In: Math
Explain how during the past Presidential election how so many statisticians got the projections of the elections wrong?
Predicting elections is hard. For various reasons, most importantly their relatively low frequency and high rate of change among predictive variables, predicting the outcome of elections with high certainty is a near impossible task. There is also uncertainty about sampling error, because when you rely mostly on telephone survey sampling (current practice), this introduces a bias when the possession of phones in the population changes over time.
As in any statistical forecast, there are three possibilities:
The models were wrong:
No model is perfect, but it seemed to me at least that the various forecasts, despite their differing methodologies, all captured the essential mechanisms of being elected President: the electoral college; the similar behaviors of some states; the influence of economic and demographic statistics; the relationship between polls and votes. Clearly, something was missed, but these models have been good enough before, and it's not clear why they weren't this time.

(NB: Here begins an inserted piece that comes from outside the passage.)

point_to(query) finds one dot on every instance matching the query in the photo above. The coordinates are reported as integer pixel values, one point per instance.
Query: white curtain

The models were right, and this is a fluke:
Even a 95% probability isn't a guaranteed outcome. It's entirely possible that the electorate behaved in exactly the way the models described, just at the most extreme Trump-favouring end of the predicted spectrum. Looking at the "residuals" of the model should give us some clue, like the county-by-country swings from the 2012 election shown above. To me, though, that looks like something systematic was missed in the model.
The data were bad:
The US election process, because of its haphazard nature and inconsistent processes across the country, makes it unlikely that the actual election results were incorrect. That leaves the data going into the models. I see no reason why the economic and demographic data shouldn't be considered solid. One possibility that comes to my mind is that the "feedback effect" -- the influence on voters from the poll results and projections themselves - behaved unexpectedly this year, thanks to the power of personality of the candidates, and the increased influence of the network effects of social media.